The merino wool marketing story is seen by many as a model for the coarse wool sector, and its expansion into mid micron wool will be watched with interest. The Icebreaker, Snowy Peak and Smartwool brands are synonomous with the quality attributes merino wool grows, and lift this product away from just another commodity product.
To get 630 merino fine wool, independent, high country farmers to agree on a joint marketing initiative is a significant achievement, and coarse wool operators should look at what they have achieved, and display similar unity to achieve improved returns.
NZ Merino Company will seek to widen its shareholder base from just fine-wool growers reports Stuff. The move is to follow PGG Wrightson's conditional sale of its 50 per cent shareholding in NZ Merino Company to Merino Grower Investments Ltd .The $7.62 million sale will put 100 per cent of the fine-wool marketing company in the hands of its grower shareholders.
The purchase price was based on an independent valuation prepared by PricewaterhouseCoopers on behalf of both PGG Wrightson and MGIL.MGIL chairman Bob Brown said the grower company would seek approval to alter its constitution to allow a broader farmer ownership of the merino company, including the farmers of mid-micron "merino-cross" wool sheep.NZ Merino was already "dealing with a lot of mid-micron wool at this point and we believe if we allow some ownership to go to mid-micron growers as well, that we'll broaden the whole base of the company".
Employees, including senior managers, would also be allowed to become shareholders under the changes to be voted on, he said."We're still very much going to have a commercial focus.

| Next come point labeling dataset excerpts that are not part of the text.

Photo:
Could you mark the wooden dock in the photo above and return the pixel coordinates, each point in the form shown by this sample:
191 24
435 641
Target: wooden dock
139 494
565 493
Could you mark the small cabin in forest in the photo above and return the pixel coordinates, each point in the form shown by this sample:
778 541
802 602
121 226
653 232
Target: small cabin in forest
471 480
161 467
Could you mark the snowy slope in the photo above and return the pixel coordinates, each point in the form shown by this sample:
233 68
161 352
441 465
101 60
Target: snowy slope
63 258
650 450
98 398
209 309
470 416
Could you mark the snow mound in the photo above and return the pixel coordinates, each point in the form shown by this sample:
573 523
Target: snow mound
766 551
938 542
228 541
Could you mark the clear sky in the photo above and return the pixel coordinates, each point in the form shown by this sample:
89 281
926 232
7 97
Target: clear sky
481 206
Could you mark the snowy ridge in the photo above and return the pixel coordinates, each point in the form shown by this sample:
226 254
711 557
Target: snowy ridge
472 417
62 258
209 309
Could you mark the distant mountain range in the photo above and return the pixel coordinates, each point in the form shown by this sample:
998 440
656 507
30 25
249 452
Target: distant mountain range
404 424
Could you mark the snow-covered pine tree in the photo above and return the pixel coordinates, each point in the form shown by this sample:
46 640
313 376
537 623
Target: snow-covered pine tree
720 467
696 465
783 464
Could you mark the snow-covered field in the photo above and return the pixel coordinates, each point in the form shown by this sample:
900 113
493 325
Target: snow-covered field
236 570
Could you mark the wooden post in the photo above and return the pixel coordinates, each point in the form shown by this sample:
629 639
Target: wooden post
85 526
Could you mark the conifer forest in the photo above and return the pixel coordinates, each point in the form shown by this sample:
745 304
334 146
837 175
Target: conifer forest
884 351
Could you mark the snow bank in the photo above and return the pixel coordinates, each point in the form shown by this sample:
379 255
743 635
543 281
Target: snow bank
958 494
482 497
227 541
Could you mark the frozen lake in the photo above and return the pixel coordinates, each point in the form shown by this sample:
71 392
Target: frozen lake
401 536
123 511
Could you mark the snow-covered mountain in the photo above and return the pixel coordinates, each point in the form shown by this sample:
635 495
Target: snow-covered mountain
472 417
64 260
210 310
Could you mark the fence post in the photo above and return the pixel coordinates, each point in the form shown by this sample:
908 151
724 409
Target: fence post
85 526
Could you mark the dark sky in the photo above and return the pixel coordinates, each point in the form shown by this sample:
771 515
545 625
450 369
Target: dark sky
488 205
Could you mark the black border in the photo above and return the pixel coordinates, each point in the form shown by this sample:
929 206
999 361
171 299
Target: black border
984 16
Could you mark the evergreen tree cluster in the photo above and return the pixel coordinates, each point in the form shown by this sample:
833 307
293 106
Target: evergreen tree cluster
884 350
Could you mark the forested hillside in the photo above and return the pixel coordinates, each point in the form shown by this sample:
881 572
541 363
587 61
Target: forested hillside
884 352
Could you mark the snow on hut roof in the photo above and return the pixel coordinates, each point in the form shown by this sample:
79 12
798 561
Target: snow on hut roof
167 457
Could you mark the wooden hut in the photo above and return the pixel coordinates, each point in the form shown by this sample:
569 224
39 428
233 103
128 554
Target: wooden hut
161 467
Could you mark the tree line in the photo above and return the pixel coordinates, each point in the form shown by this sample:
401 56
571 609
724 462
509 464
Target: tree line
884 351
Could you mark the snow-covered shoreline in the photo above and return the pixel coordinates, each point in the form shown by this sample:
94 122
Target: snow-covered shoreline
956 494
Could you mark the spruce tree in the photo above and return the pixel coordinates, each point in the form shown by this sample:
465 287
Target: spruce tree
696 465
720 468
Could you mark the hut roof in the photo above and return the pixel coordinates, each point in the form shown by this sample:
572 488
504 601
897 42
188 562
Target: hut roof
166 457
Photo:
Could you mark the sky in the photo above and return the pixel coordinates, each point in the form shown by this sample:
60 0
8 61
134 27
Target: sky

We have no intention of turning it into a co-operative ... [managers] had a notional shareholding.NZ Merino's ownership was already based on about 630 merino fine-wool farmers and that number potentially could be doubled given the number in the mid-micron market.
PGG Wrightson managing director George Gould said though his firm was taking a wider review of its own portfolio of businesses, the sale of the stake was a one-off and not directly related to that review. Brown said the aim was to lift merino fibre out of the commodity basket, and differentiate the fibre to target the highest end of the international apparel market.Its NZ customers now include Icebreaker and Snowy Peak, while overseas they include Cariaggi, Ibex, John Smedley and SmartWool.